In a study of refugees in Thailand’s Mae La camp, where 90% are ethnically Karen – a group that mainly identifies as Christian – Dr. Gracia Fellmeth found that, last year, suicide was “too common” in the camp, accounting for half of all deaths among pregnant women and new mothers.
With 40,000 residents, Mae La is the biggest of the camps on the Thai-Myanmar border, which combined are home to more than 100,000 people.
Dr. Fellmeth, who reported her findings in the British Medical Journal, visited the camp as part of a study into the mental health of mothers around the time they give birth. It focused on a couple who had committed suicide together by swallowing weed killer, despite the pregnant woman showing no alarming signs at an antenatal clinic days before. It also found that a quarter of all the women they spoke to thought about suicide, with about 3% having made an attempt.

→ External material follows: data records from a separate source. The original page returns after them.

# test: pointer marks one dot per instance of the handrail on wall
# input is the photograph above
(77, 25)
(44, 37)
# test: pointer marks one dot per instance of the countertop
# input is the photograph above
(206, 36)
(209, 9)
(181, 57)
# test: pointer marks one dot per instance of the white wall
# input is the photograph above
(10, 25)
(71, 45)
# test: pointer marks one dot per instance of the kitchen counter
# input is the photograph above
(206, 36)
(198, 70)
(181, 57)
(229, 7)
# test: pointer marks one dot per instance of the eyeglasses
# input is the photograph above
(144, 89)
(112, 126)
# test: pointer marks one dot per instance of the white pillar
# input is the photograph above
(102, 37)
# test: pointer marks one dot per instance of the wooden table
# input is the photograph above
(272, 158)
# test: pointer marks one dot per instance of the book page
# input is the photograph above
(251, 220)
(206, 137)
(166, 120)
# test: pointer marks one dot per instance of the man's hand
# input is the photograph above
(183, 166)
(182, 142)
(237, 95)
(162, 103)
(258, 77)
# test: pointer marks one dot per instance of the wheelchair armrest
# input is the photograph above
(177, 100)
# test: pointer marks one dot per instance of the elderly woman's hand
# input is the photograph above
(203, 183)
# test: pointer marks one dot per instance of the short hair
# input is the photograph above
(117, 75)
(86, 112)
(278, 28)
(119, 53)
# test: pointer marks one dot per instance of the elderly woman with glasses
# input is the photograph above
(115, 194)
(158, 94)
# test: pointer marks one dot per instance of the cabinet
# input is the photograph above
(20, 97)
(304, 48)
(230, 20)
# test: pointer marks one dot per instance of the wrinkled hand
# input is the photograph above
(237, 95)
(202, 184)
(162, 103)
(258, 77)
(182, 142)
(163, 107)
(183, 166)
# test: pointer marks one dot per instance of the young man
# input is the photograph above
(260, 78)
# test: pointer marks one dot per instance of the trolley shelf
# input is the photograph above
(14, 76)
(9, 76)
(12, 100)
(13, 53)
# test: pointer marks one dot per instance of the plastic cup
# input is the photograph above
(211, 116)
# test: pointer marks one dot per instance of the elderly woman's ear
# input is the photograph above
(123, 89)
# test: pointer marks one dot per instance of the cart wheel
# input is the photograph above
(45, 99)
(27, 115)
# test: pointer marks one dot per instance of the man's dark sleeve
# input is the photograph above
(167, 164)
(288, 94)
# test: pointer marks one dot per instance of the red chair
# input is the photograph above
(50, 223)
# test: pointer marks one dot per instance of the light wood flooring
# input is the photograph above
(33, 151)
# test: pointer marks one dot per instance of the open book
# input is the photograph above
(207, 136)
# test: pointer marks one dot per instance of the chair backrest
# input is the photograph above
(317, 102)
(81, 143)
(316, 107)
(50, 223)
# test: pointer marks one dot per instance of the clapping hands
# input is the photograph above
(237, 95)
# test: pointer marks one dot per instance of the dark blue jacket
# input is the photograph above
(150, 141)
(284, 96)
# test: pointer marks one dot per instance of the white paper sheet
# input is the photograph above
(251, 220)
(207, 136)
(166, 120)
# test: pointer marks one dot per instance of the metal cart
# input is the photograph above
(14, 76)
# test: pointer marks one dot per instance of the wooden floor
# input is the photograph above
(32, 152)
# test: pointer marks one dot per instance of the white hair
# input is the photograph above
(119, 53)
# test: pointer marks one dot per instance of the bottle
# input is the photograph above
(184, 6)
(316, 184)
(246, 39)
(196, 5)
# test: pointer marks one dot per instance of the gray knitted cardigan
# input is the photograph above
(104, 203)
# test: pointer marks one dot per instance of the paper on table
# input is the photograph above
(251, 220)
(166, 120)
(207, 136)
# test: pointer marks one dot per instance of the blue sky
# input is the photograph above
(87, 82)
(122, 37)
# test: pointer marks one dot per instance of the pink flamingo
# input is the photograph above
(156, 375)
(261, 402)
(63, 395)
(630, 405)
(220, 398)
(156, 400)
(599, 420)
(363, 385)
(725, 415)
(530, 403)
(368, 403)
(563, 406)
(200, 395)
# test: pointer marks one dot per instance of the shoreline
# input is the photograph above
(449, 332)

The report concluded that “refugee populations are at risk of developing mental disorders as a result of their marginalised status, socioeconomic disadvantage and exposure to trauma”.
Persecution of Christians is considered to be “very high” in Myanmar, which sits at number 28 on the Open Doors 2017 World Watch List of countries where Christians are most under pressure for their faith, published on 11 January.